Failure to detect cgv2 will result in the container settings/boundaries not being detected and the host being used as boundaries, which will eventually lead to OOMkill by the cgroups container memory size.

OpenJDK container current detects the cgroups via upstreams OpenJDK native code (C/Cpp) code not via scripts. That differs from JBoss EAP images 7, which rely on scripts for detection.

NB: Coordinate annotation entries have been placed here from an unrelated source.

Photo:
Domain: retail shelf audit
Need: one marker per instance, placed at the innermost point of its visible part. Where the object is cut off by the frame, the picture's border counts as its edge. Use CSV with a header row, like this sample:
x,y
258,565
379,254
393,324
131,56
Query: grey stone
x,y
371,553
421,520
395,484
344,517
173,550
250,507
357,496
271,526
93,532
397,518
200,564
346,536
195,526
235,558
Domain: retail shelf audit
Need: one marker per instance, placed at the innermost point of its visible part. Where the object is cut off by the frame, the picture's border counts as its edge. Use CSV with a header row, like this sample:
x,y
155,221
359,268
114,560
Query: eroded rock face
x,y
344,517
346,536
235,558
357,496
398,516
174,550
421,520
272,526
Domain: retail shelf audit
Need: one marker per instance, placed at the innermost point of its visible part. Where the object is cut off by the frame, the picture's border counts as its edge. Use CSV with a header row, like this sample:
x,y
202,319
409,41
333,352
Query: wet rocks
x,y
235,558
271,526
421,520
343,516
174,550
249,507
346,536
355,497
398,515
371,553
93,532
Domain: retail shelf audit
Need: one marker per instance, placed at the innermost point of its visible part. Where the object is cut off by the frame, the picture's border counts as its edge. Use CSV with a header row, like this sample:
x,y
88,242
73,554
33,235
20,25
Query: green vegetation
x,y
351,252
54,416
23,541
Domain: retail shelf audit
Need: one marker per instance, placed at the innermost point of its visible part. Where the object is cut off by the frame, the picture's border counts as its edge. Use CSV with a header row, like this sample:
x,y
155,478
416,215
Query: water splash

Meaning, other products such as JBoss EAP and AMQ, do not necessarily rely on OpenJDK for cgroups v2 detection and might rely on their scripts for detection and customization. For JBoss EAP 7 details in cgroups version see EAP 7 images cgroups version. For detection cgv2, see Verifying Cgroup v2 Support in OpenJDK Images.

Root Cause

The cgroup version is a kernel feature, i.e. it is inherited from on the node (host system) the container (or the application) is running on. In containerized applications, the container inherits - not impose it and the container itself cannot change the cgroup version. All it does is detect it. If OpenJDK isn't at level 8u372 or higher and the host system is cgroups v2, it would fail to detect any settings. i.e. the cgroups provider wouldn't be cgroupv2 or cgroupv1 presenting the following output:

Operating System Metrics:
    No metrics available for this platform

So if you are seeing cgroupv1 for some Java application, it means either:
a- The node the container is running on cgroups v1
b- or the Node OCP is set for cgroups v2, but the version cgv2 is not being detected

Cgroups v1 vs v2

Cgroups v2 changed the hierarch from cgropus v1. For instance cpu_cpuset_cpus is removed in it's place are the cpuset family of values. So instead of having a cpu controller group like in cgroupsv1, they made a separate controller group called cpuset to accomplish the same task. Reference Content from www.kernel.org is not included.here.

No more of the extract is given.